目录
项目背景
目标
方案一:下采样的方法训练模型
获取数据
数据预处理
检查是否有缺失值:
查看数据类型:
查看数据分布
方案二:smote(过采样)处理数据不平衡数据
获取数据
数据预处理
检查是否有缺失值:
查看数据类型:
不平衡数据处理
方法一:直接使用smote
方法二:利用SMOTE+undersampling解决数据不平衡
分割数据集:
方法1的数据集
方法2的数据集
模型训练
准备好算法API
交叉验证的函数
模型调优
网格搜索模型调优
计算各个指标:
集成算法
保存模型:
一批交易数据,数据总量28万,其中正常交易数据量占比99.83%,欺诈交易数据量仅占比0.17%。

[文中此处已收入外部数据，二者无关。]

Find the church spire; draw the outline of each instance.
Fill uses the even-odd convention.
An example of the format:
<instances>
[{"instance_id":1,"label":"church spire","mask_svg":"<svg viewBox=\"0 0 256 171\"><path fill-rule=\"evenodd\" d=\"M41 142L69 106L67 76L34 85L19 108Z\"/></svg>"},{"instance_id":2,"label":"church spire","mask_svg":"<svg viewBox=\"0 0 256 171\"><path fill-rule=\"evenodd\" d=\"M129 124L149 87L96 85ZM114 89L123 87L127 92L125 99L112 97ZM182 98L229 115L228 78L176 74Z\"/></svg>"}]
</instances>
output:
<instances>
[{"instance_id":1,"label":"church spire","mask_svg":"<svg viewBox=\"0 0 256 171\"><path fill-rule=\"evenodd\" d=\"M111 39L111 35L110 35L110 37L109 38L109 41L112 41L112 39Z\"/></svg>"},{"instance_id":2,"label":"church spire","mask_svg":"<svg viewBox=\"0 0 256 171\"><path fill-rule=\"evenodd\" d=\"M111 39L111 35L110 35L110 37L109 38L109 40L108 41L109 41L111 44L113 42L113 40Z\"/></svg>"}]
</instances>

训练出一个模型,能判断出交易数据是正常数据还是欺诈数据
import pandas as pd
import numpy as np
import seaborn as sns
import matplotlib.pyplot as plt
import time
import warnings
warnings.filterwarnings('ignore')
# 加载数据文件
df = pd.read_csv("creditcard.csv")
# 查看数据内容
df.head()
上图可以看到,数据除了Amount外,都经过了标准化处理
# 检查是否有空置
df.isnull().sum()
没有缺失值的情况
# 查看数据类型
df.dtypes
# 查看Class分布
labels = ['Not Fraud', 'Fraud'] # 标签
size = df['Class'].value_counts() # 统计class的类别数量
colors = ['lightgreen', 'orange'] # 颜色
explode = [0, 0.1] # 饼图突出
plt.figure(figsize=(9,9)) # 画布大小
plt.pie(size, colors=colors, explode=explode, labels=labels, shadow=True, autopct='%.2f%%') # 饼图参数设置
plt.axis('off') # 关闭坐标轴
plt.title("Data Distribution") # 标题
plt.legend() # 显示标签
plt.show() # 显示
这里可以看到欺诈数据占比非常小,如果使用下采样的方法训练模型,有非常大的概率出现过拟合的现象,导致模型泛化能力差,这时候第一个方案可以停下。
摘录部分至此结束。